Chestnut-tailed Minla

Montane dweller which are often seen in small flocks of between 3 - 6 birds. Quick but have a preditcable feeding pattern.

Jan 14, 2012

Little Heron caught a fish

It's always interesting to watch 'live moments' especially when the birds are hunting or foraging. The following photos record the Little Heron from the time it caught a fish to swallowing it. 

The many expressions of a Black-capped Kingfisher

This specie was one of the target bird for this birding trip. Almost half way into the trip and still no sign of it's appearance. But luck was with us when it flew out from the mangrove swamp to perch on a tree near the river's edge. It was still not visible due in part to the thick foliage of the tree. We patiently waited. Some 20 minutes later it flew out to snatch a shell fish and flew back to it's perch.. It all happened so fast. We missed this chance.

It was another half hour wait and this time it flew to an open perch atop a thin branch in open view. We had a field day with the shots and below are a selection.

Jan 13, 2012

Red Jungle Fowl in-flight

It was a capture which was well worth the wait. The female had earlier flown past and over the to opposite bank of the estuary. I made a calculated guess that the Male will follow in tandem. After some five minutes of waiting the Male was seen flying out of the mangrove on to a perch on a tree nearest to the estuary. Another 5 minutes wait and out shot the Male from it's perch and headed straight across the estuary to get to the opposite side. There is about 50 meters of water in the river separating the two banks. Due to it's short wing span vis a vis it's body weight the fowl had to flap it's wings in very quick succession to keep it 'afloat' in the air whilst propelling itself across the river. You can imagine the speed which in my estimation is about 40 mph! A quick squeeze of the 'trigger' yielded a couple of good shots of the Male Jungle Fowl in-flight. Below is one of them.

Lesser Shortwing

It was actually by accident rather then by planning that produced the great find of a pair of Lesser Shortwings. It was a bonus of sorts as we were about to leave the area but one of the group suggested a final round to check out if the Male Large Niltava had returned to the earlier perched it was found. And wahla! he found two little fellas jumping, skipping and frolicking in the dark moist highlands bush and concrete drain! A very satisfactory and unexpected Lifer for me and the gang!


Pitcher Plants & flowers in the highlands

We were negotiated a steep cliff and upon looking up we found the hill to be filled with pitcher plants of varying sizes. Here are some of them.
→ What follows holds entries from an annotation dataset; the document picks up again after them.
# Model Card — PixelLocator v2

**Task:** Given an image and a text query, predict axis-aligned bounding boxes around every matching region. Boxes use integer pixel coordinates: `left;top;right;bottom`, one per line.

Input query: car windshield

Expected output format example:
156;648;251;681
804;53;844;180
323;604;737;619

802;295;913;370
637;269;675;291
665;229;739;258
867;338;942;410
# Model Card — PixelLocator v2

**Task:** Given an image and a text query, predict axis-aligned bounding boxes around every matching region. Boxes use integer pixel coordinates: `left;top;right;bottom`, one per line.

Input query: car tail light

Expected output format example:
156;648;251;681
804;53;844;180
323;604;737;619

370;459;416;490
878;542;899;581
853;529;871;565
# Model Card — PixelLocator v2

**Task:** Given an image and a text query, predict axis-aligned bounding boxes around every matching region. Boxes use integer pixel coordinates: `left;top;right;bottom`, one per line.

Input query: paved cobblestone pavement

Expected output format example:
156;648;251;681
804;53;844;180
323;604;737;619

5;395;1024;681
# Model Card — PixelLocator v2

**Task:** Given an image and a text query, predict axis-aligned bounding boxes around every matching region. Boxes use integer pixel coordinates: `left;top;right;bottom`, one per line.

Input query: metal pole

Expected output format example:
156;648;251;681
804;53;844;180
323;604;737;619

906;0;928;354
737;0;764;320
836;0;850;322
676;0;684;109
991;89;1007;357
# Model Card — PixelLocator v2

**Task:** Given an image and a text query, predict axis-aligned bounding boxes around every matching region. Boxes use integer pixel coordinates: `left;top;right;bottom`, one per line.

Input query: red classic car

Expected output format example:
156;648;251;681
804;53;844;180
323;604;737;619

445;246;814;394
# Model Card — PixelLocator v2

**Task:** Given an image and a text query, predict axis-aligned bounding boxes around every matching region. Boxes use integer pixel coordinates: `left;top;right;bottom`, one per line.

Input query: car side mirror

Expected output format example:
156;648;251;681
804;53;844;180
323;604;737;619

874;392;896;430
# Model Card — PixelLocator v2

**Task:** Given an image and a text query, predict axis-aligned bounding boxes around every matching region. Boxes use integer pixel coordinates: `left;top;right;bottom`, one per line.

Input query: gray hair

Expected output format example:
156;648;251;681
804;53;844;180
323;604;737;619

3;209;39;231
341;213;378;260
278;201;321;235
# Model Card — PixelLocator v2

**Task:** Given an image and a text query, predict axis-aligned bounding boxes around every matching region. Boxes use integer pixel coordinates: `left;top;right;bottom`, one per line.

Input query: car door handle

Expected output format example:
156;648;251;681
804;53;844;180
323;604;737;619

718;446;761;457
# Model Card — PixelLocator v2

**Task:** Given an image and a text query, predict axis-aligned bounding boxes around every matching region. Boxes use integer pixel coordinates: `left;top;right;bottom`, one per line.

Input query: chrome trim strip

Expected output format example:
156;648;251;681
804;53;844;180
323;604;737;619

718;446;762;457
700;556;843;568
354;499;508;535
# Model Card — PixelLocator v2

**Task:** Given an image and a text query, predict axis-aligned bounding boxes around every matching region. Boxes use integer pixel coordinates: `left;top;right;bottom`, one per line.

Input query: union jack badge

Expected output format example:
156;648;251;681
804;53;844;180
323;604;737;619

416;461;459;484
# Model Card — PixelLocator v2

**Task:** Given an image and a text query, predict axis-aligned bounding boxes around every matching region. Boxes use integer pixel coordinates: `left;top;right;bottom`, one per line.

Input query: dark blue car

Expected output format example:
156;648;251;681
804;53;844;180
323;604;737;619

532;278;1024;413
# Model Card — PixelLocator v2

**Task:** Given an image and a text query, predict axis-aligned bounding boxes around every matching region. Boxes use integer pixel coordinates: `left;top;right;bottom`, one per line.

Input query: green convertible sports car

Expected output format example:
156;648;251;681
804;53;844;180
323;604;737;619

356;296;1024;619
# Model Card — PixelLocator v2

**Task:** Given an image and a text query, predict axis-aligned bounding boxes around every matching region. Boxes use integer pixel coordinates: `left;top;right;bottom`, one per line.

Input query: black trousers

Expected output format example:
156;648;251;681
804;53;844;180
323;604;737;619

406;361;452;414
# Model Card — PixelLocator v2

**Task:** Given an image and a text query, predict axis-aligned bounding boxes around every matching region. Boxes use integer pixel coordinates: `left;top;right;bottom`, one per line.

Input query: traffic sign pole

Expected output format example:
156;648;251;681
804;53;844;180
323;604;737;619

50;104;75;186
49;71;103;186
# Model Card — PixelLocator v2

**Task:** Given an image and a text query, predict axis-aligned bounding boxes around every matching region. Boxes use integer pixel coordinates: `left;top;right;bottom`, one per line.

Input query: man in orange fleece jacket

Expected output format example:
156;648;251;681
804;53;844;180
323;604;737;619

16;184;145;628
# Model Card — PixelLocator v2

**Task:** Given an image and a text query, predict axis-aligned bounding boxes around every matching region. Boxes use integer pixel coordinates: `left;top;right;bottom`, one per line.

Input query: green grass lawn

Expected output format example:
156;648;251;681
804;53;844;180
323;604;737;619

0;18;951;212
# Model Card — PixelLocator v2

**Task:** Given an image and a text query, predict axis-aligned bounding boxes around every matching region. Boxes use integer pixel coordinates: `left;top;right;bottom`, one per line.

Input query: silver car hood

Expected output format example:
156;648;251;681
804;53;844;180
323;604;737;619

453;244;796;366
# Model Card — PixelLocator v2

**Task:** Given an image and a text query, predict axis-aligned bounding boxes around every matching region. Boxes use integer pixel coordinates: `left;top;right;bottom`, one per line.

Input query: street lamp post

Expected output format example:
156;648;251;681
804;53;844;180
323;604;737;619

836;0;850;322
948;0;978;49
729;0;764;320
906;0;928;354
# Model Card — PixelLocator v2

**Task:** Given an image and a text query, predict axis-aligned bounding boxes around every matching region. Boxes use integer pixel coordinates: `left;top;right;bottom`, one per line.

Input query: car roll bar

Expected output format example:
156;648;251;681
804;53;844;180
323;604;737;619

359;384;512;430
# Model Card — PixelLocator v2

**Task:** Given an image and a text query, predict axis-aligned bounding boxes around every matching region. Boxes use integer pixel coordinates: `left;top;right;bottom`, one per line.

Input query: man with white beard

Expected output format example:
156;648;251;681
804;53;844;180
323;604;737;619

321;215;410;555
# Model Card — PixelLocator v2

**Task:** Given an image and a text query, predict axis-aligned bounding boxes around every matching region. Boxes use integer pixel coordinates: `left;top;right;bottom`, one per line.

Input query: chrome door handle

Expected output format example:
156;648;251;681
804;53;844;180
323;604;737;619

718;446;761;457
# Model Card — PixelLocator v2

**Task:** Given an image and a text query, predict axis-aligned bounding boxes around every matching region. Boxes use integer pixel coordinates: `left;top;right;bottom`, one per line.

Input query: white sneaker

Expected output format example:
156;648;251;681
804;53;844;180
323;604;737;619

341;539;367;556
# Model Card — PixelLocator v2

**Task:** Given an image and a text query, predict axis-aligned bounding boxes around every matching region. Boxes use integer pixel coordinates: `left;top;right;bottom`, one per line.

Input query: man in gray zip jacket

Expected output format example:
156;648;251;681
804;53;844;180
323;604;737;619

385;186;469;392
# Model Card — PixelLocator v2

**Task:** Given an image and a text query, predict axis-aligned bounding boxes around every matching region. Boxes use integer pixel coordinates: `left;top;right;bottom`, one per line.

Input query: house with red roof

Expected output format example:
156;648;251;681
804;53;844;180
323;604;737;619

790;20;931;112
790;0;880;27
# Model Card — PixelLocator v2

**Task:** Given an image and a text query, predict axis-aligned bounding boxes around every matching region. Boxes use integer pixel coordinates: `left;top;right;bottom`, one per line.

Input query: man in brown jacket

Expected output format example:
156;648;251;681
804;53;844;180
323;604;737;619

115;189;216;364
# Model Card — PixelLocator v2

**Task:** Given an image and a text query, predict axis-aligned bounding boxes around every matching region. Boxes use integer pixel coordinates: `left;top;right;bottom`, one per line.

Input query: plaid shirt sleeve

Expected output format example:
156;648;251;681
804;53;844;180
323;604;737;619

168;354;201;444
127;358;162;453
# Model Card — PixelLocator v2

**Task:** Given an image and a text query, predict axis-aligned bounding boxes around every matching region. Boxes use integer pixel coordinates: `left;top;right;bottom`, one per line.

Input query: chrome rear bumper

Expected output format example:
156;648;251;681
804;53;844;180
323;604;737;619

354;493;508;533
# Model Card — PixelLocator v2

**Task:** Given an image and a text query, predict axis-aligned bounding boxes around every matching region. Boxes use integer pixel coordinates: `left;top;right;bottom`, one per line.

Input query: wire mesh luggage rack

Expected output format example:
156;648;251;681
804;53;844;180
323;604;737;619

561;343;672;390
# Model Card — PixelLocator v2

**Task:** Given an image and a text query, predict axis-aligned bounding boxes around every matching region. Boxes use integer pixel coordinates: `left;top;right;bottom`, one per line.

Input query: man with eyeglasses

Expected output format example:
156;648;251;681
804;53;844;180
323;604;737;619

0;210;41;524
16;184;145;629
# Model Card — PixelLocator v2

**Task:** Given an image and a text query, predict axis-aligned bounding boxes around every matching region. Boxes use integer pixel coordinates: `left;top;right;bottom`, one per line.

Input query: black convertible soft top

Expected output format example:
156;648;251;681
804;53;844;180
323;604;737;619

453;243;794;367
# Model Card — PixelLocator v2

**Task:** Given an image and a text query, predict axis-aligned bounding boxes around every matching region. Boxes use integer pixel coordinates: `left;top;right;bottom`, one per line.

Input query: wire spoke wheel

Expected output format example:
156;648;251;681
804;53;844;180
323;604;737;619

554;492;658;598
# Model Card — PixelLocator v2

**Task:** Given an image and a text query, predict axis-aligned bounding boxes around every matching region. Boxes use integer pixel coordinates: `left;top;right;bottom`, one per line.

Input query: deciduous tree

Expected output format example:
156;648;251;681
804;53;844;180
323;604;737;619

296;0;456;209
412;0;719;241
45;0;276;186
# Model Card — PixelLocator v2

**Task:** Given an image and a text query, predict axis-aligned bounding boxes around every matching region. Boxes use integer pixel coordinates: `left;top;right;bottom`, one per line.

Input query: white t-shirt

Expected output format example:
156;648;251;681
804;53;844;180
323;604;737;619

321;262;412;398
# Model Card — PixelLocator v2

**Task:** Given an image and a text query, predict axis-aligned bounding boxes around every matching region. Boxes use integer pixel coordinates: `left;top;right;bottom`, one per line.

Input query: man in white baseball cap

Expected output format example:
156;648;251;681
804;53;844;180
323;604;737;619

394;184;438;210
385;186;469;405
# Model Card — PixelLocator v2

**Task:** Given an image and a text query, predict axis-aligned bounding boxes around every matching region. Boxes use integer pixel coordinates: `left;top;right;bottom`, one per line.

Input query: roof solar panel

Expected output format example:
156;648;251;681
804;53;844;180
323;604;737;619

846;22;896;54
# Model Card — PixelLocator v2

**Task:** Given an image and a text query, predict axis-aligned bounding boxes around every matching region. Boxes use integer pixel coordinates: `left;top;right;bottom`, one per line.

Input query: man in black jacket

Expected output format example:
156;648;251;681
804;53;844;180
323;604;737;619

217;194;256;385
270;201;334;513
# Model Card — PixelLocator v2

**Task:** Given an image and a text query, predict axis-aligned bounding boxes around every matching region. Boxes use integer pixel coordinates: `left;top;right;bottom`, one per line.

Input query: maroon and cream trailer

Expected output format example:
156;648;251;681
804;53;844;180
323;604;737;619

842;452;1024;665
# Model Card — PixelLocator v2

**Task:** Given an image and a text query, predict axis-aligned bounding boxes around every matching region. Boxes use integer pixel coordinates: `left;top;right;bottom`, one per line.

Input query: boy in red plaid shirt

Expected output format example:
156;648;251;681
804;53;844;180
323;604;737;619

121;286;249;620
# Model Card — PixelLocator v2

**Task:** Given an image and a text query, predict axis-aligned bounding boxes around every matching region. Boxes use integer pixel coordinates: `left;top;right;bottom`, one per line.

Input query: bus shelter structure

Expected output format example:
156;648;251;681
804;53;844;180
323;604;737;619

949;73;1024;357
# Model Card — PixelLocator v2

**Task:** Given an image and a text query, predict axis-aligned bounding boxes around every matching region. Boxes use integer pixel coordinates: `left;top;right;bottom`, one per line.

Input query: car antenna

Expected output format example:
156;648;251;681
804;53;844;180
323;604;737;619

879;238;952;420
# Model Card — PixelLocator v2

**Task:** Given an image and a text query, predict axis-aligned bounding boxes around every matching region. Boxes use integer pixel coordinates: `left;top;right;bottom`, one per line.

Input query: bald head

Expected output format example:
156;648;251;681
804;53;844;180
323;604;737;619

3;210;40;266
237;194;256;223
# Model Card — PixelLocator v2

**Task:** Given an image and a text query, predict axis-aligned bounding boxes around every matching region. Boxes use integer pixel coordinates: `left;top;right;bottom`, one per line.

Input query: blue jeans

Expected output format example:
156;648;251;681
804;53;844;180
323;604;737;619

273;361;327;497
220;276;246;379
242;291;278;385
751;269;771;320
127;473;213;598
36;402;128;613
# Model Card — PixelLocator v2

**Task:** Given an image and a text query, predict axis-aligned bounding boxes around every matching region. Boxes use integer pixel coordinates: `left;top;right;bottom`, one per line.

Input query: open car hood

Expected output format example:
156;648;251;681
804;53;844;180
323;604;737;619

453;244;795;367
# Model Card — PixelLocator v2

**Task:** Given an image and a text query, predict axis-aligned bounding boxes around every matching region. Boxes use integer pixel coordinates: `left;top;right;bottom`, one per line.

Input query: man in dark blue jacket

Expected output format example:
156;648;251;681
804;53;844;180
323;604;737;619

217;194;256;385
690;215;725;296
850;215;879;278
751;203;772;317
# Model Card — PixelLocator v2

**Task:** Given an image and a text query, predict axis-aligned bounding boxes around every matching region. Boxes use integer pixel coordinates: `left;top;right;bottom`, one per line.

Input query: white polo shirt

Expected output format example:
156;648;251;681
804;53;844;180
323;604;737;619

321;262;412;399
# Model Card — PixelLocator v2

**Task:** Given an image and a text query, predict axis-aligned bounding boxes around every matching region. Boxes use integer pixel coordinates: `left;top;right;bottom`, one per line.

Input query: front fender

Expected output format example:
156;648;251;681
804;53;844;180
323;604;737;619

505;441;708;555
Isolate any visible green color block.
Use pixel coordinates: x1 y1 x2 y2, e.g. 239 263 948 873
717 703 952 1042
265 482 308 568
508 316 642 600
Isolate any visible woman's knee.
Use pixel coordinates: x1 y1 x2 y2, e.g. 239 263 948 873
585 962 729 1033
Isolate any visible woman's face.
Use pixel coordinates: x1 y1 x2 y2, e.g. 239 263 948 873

                      A mini Pitcher Plant - just about 2 ins long

                  A larger Pitcher Plant found in a different location

                              Flowers from a tree

                                      Found by the side of a mountain trail

Common Buzzard

This migratory raptor appeared from the mountain and showed itself just long enough for us to take a couple of shots. This is a rare find.

Jan 8, 2012

Banded Langur

Shot this pair of mother and child in Frasers Hill recently. The mother was feeding on a bunch of  berries.

Grey-chinned Minivet (pericrocotus solaris) 17 - 19 cm

The unique feature of this specie is the very obvious color difference in the plumage of the male and female. The male spots a fiery almost flourescent red plumage whilst the female's plumage is bright yellow. Both share some black plumage in-between. 

Blue-winged Minla ( minla cyanouroptera ) 14 - 15.5 cm

Another very hyperactive specie which constantly move from branch to branch in-between feeding. It's always a challenge to keep track of these little fellas which move around in flocks of between 5-6 birds.

Black-throated Sunbird ( aethopyga siparaga ) 11 - 13.5 cm

A bird which wouldn't stay still for even a little while. That's the characteristic of this tiny little one whose favorite food is the nectar of flowers. This specie is found at sub to montane broadleaved evergreen  regions of up to 1700 meters.

Jan 3, 2012

Yellow-browed Warbler ( phylloscopus inornatus ) 11 - 11.5 cm

This and other Warblers with similar color plumage have given birders quite a big headache telling them apart. Sometimes the difference is so minute that it takes a very sharp eye to differentiate them. 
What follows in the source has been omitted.